The reality of poverty and violence in countries like Honduras can often be resolved with $7,000; this is what our coyote charges to take one person to the north. Kids pay $5,000. Carlos understands migration from several perspectives. Although he is now in the business, once he too was a migrant child. At age 16, Carlos made the desperate decision to leave. He didn’t see much future in Honduras. This man is full of surprises, and in ten minutes he is telling you things you may never have wanted to know, and can show you evidence, photographs, and documents without fear, because he has people protecting him, those people who get rich from the gold mine.

-In the United States I met a boy from Honduras who was the brother of the boss and has a lot of money. He explained to me how everything worked. The goal was to drive from Houston to New Laredo, there he was going to pick up undocumented migrants and take them to San Antonio, Texas. At that time he transported 45 people daily and earned $200 for each one. When could he ever earn that in Honduras?

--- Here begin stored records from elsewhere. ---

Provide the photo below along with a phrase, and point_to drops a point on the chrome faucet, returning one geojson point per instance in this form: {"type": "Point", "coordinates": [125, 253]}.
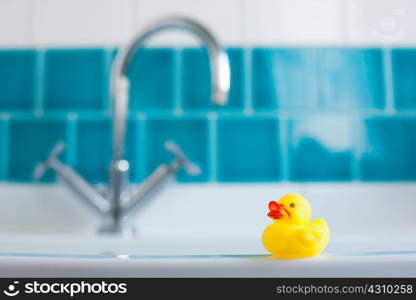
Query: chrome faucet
{"type": "Point", "coordinates": [120, 204]}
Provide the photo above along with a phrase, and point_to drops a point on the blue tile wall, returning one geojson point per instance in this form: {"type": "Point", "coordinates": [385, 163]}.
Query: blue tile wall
{"type": "Point", "coordinates": [147, 68]}
{"type": "Point", "coordinates": [31, 142]}
{"type": "Point", "coordinates": [196, 80]}
{"type": "Point", "coordinates": [75, 79]}
{"type": "Point", "coordinates": [283, 78]}
{"type": "Point", "coordinates": [351, 78]}
{"type": "Point", "coordinates": [248, 149]}
{"type": "Point", "coordinates": [294, 114]}
{"type": "Point", "coordinates": [17, 79]}
{"type": "Point", "coordinates": [404, 70]}
{"type": "Point", "coordinates": [321, 148]}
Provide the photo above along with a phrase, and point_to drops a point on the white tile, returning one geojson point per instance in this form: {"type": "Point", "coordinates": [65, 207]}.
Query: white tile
{"type": "Point", "coordinates": [294, 22]}
{"type": "Point", "coordinates": [81, 22]}
{"type": "Point", "coordinates": [381, 22]}
{"type": "Point", "coordinates": [223, 18]}
{"type": "Point", "coordinates": [14, 23]}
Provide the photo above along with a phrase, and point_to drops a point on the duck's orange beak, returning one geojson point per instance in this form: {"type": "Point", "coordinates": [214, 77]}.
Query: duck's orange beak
{"type": "Point", "coordinates": [276, 210]}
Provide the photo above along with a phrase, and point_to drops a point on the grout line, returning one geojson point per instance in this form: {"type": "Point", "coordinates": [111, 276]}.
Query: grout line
{"type": "Point", "coordinates": [141, 154]}
{"type": "Point", "coordinates": [72, 126]}
{"type": "Point", "coordinates": [106, 76]}
{"type": "Point", "coordinates": [5, 142]}
{"type": "Point", "coordinates": [248, 97]}
{"type": "Point", "coordinates": [283, 133]}
{"type": "Point", "coordinates": [388, 81]}
{"type": "Point", "coordinates": [357, 138]}
{"type": "Point", "coordinates": [39, 105]}
{"type": "Point", "coordinates": [177, 92]}
{"type": "Point", "coordinates": [213, 156]}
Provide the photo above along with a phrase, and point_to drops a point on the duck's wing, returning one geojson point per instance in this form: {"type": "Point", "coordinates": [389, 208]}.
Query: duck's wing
{"type": "Point", "coordinates": [309, 235]}
{"type": "Point", "coordinates": [313, 232]}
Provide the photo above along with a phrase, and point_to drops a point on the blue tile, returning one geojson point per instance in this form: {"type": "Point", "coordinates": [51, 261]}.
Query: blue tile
{"type": "Point", "coordinates": [76, 79]}
{"type": "Point", "coordinates": [283, 78]}
{"type": "Point", "coordinates": [192, 136]}
{"type": "Point", "coordinates": [31, 142]}
{"type": "Point", "coordinates": [389, 149]}
{"type": "Point", "coordinates": [17, 79]}
{"type": "Point", "coordinates": [196, 80]}
{"type": "Point", "coordinates": [404, 74]}
{"type": "Point", "coordinates": [248, 150]}
{"type": "Point", "coordinates": [351, 78]}
{"type": "Point", "coordinates": [321, 149]}
{"type": "Point", "coordinates": [94, 149]}
{"type": "Point", "coordinates": [152, 79]}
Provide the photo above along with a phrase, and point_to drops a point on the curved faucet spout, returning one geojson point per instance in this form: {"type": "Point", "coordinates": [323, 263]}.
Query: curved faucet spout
{"type": "Point", "coordinates": [220, 72]}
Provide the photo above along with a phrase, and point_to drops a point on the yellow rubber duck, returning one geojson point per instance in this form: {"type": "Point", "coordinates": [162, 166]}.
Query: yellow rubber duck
{"type": "Point", "coordinates": [291, 235]}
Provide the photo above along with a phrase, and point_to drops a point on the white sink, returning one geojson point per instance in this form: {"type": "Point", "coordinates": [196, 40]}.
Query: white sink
{"type": "Point", "coordinates": [209, 231]}
{"type": "Point", "coordinates": [52, 256]}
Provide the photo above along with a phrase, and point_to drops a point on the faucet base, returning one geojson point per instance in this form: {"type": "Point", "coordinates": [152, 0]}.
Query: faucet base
{"type": "Point", "coordinates": [110, 227]}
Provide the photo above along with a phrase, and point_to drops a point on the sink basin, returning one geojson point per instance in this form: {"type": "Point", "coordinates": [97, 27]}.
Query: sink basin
{"type": "Point", "coordinates": [56, 256]}
{"type": "Point", "coordinates": [372, 234]}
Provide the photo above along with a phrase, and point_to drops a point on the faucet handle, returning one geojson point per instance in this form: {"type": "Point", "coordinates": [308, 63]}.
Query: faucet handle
{"type": "Point", "coordinates": [190, 167]}
{"type": "Point", "coordinates": [41, 167]}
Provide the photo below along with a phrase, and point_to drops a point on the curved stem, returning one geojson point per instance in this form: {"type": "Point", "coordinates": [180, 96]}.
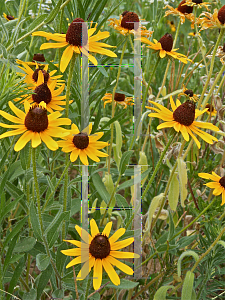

Carlos describes it as a big waterfall that some years decreases and some years increases, and when the pressure is at its peak is when you have to take advantage of it. Right now it’s the big waterfall. This is what he thinks about as a “good coyote”, but he keeps in mind the cartels, drug traffickers, mafias, and consular kidnapping groups on the border. Migrants are a good business.

Carlos’s phone vibrated every five minutes during the interview; according to him his clients say he does a great job. Carlos believes in the American dream, and in some ways he has achieved it. That’s what he says to his clients, who are so desperate to escape that they put their lives in the hands of this man, a man they are obliged to trust. The same way Carlos trusted us and we trusted him.